Courtesy of 20th Century Fox

It’s a “Deadpool” world.

After vaporizing records, the superhero movie will easily top the box office for a second consecutive weekend, pulling in $55 million. That’s in line with what Fox, the studio behind the $58 million comic-book adaptation, predicted “Deadpool” would pull in during its premiere. It ended President’s Day Weekend with $152.3 million in its war chest. That bested the openings of Tiffany comic book brands such as the X-Men and Superman, defying conventional wisdom that blockbusters can’t come with an R rating, and resurrecting star Ryan Reynolds’ career in the process.

By the end of the weekend, “Deadpool” will cross the $200 million mark domestically.

Though the mercenary in red tights will remain a juggernaut, some brave new releases will try to shoulder in on the action. Among them, “Race,” a drama about Jesse Owens, the black Olympian who captured four gold medals in the 1936 Berlin games. His triumph came as Adolf Hitler was in firmly in control of Germany and Nazism was on the rise. Focus Features bought domestic rights to the film for $5 million. It should make $9 million when it debuts in 2,300 locations.

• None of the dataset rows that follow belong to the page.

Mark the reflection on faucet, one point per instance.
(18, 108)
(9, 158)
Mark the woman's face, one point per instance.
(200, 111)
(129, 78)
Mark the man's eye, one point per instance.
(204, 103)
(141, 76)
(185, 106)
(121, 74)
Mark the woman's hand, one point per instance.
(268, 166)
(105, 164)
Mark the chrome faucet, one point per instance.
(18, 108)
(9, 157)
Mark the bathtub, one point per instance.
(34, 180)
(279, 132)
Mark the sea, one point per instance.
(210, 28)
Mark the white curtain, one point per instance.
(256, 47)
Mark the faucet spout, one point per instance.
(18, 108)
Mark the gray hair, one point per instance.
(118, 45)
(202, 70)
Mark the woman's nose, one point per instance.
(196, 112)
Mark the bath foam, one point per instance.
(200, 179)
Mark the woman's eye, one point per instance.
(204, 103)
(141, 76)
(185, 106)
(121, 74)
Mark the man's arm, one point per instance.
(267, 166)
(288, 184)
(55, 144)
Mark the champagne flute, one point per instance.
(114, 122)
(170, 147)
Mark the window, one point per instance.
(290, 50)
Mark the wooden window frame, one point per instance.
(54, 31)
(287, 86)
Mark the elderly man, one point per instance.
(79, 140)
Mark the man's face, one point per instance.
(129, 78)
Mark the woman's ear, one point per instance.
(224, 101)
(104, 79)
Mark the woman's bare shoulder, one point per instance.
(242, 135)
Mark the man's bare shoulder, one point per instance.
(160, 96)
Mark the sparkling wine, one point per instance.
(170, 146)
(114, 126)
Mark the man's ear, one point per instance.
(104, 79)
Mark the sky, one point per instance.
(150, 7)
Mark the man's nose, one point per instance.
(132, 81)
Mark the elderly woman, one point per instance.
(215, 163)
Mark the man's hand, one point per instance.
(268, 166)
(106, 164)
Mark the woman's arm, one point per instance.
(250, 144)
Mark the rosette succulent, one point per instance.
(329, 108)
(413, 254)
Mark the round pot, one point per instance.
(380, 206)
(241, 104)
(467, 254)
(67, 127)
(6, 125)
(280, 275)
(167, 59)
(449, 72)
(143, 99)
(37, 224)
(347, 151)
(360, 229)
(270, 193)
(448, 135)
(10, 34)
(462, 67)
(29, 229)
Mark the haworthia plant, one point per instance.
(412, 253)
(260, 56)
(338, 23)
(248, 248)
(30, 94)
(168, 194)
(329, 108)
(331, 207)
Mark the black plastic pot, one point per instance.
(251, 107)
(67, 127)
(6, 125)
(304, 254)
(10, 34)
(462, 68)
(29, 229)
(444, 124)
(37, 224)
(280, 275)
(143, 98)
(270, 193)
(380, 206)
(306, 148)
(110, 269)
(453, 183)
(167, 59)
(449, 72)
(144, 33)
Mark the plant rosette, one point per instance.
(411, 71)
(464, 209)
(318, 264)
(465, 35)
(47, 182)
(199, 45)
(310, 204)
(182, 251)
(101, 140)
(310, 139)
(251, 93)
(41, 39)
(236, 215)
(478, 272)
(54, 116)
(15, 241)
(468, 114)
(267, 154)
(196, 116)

Then there’s “Risen,” a religious drama from Sony Pictures, that follows a Roman soldier tasked with examining rumors of Jesus’ resurrection. It cost $20 million to produce and unspools across 2,912 theaters.  Tracking suggests that the film will bring out the faithful to the tune of $10 million. There are a number of things working in its favor. The opening coincides with Lent and the Christian community is one that Sony has shown an ability to reach in the past, having successfully fielded the likes of “Heaven is for Real” and “War Room.”

The biggest question mark is “The Witch,” a creepy horror flick that A24, the indie label behind “Room” and “Ex Machina,” picked up over a year ago at the Sundance Film Festival for just under $1 million. The pre-Salem story of a Puritan family that becomes mysteriously afflicted has been embraced by critics and currently enjoys an 87% “fresh” rating on Rotten Tomatoes. It’s also popping on social media platforms and earning the endorsement of novelist Stephen King. That response has some analysts predicting it has breakout potential.

“The Witch” was originally intended to be a multi-platform release, pairing an on-demand debut with a limited theatrical roll-out. But A24 rethought its strategy based on the reactions it was getting in screenings. It decided instead to push “The Witch” on to 1,800 theaters, marking the widest release in the company’s history. To limit its financial exposure if the bet fails to pay off, A24 has leaned heavily on digital promotions instead of more costly television spots.

Tracking has the film connecting with horror aficionados and racking up more than $10 million. However, the studio insists that given its limited marketing spending, it would be content with an opening in the $3 million to $4 million range. That could happen, of course. There are plenty of films that stir excitement on social media only to collapse away from the comforting confines of Twitter.

But many box office sages believe that “The Witch” can cast a strong enough spell to convince people to see what all the buzz is about and what kept no less an authority on the macabre than King up at night.